When you run the same query multiple times and want faster results.
When you want to reduce the cost of repeated data analysis.
When you have dashboards that refresh often but the underlying data does not change.
When you want to improve performance for reports used by many users.
When you want to avoid unnecessary load on your Snowflake warehouse.
Commands
Run a simple query to check the current time and see if result caching is working by running it again quickly.
Terminal
SELECT CURRENT_TIMESTAMP();
Expected OutputExpected
CURRENT_TIMESTAMP() 2024-06-01 12:00:00.000
Run the same query again immediately to get the result from cache, which is faster and uses less compute.
Terminal
SELECT CURRENT_TIMESTAMP();
Expected OutputExpected
CURRENT_TIMESTAMP() 2024-06-01 12:00:00.000
Check how much result caching Snowflake has used recently to confirm caching is active.
Terminal
SELECT SYSTEM$RESULT_CACHE_USAGE();
Expected OutputExpected
RESULT_CACHE_HITS 1
Turn off result caching for the session to force queries to run fresh, useful for testing or when you want the latest data.
Terminal
ALTER SESSION SET USE_CACHED_RESULT = FALSE;
Expected OutputExpected
No output (command runs silently)
Run the query again with caching turned off to see the fresh result and confirm caching is disabled.
Terminal
SELECT CURRENT_TIMESTAMP();
Expected OutputExpected
CURRENT_TIMESTAMP() 2024-06-01 12:00:01.500
Key Concept

If you remember nothing else from this pattern, remember: Snowflake saves query results automatically and reuses them to speed up repeated queries without extra cost.

Common Mistakes
Expecting result caching to work when the underlying data has changed.

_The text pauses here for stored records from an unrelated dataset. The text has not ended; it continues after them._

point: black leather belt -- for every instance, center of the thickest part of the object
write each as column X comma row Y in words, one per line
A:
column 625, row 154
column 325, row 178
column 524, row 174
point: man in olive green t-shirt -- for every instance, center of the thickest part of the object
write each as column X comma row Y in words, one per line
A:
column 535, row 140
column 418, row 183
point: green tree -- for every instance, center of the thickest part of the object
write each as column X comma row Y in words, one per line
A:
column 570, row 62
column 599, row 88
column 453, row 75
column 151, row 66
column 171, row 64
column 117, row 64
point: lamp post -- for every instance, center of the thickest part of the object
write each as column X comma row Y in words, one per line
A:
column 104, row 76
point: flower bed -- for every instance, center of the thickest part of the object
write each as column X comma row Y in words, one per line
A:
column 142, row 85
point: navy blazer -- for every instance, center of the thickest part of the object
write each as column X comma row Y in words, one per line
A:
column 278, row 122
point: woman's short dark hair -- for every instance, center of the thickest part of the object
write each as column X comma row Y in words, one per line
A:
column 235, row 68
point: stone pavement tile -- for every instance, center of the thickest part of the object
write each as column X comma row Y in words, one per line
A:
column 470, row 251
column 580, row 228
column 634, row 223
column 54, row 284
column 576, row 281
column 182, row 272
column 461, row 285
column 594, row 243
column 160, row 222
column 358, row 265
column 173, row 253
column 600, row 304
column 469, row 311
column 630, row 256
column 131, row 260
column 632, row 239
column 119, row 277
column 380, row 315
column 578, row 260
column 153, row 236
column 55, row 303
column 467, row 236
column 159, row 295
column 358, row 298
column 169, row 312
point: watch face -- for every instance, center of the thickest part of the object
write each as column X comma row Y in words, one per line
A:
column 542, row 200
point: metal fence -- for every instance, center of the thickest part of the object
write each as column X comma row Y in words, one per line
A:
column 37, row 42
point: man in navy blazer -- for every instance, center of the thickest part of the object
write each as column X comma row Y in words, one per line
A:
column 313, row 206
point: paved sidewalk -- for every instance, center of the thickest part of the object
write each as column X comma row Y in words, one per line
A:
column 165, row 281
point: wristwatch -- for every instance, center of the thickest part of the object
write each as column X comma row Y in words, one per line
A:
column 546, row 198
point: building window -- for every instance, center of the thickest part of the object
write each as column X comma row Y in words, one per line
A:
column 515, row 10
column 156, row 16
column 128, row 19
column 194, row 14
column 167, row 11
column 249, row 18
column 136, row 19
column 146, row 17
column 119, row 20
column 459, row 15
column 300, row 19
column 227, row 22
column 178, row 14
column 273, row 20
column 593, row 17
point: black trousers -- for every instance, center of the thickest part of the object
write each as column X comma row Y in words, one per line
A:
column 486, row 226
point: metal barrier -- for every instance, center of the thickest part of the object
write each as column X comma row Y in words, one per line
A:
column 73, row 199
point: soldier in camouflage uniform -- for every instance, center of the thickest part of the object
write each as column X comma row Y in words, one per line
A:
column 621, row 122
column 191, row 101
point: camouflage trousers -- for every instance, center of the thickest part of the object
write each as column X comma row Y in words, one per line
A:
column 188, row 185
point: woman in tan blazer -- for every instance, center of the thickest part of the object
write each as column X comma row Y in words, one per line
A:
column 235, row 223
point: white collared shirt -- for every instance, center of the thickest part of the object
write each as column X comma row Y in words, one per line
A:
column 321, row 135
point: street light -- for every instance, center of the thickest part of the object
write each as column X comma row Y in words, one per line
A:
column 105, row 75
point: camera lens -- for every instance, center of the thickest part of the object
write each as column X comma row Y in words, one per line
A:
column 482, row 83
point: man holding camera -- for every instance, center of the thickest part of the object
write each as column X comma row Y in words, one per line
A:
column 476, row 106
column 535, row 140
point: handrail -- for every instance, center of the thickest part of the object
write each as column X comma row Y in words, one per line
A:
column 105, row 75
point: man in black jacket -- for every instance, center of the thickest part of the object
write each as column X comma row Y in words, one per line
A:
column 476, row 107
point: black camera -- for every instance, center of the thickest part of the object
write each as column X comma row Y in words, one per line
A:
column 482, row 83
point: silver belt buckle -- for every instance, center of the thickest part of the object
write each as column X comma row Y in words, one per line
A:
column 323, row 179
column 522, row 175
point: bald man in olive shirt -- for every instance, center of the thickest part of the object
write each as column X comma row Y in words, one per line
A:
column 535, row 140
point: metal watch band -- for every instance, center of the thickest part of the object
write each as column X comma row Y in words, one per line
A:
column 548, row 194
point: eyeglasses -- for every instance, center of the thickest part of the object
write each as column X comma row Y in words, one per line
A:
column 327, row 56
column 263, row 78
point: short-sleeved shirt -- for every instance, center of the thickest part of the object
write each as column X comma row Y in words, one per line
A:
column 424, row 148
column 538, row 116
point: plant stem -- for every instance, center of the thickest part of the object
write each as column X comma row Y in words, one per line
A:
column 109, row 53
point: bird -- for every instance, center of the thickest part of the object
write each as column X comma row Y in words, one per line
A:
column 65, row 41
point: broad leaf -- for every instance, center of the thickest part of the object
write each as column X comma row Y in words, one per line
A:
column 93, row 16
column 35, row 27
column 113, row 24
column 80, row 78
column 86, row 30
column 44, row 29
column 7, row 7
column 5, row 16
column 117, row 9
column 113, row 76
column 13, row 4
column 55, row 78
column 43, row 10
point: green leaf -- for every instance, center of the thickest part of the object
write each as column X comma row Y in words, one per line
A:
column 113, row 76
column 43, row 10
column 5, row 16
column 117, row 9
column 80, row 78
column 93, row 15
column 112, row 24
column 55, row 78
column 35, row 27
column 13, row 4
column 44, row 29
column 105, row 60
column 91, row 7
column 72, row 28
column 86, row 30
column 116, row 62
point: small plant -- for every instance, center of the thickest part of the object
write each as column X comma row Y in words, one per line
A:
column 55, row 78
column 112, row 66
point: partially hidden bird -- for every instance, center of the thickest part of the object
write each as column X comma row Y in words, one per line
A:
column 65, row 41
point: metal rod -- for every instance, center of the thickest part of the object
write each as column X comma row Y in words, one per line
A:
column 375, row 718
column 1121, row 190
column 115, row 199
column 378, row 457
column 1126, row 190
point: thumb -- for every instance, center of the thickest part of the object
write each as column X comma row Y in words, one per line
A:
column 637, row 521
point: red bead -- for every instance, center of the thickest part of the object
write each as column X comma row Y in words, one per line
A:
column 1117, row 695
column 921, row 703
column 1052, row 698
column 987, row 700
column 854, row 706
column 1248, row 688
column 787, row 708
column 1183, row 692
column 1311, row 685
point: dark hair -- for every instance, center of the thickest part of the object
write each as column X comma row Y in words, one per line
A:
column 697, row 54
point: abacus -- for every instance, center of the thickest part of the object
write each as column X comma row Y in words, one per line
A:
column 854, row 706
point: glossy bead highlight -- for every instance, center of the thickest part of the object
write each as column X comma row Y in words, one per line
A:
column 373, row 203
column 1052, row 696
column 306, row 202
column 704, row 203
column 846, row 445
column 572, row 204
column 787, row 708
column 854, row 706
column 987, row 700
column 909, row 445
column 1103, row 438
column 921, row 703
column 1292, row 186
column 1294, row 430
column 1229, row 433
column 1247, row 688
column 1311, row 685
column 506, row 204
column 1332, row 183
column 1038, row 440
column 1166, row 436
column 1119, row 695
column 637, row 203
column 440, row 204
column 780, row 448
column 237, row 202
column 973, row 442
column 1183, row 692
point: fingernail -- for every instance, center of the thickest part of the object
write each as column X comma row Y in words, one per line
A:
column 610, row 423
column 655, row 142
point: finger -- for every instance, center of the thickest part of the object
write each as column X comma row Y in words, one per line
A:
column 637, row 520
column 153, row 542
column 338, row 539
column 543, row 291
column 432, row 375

Snowflake invalidates cached results if the data changes, so the cache won't be used and the query runs fresh.
Understand that result caching only works when data and query text are unchanged.
Turning off caching globally without knowing it increases compute costs.
Disabling caching causes all queries to run fully every time, which uses more resources and costs more.
Disable caching only when necessary, like for testing or debugging.
Summary
Run a query once to store its result in Snowflake's cache.
Run the same query again to get fast results from the cache without extra compute.
Use session settings to enable or disable caching as needed for fresh data or testing.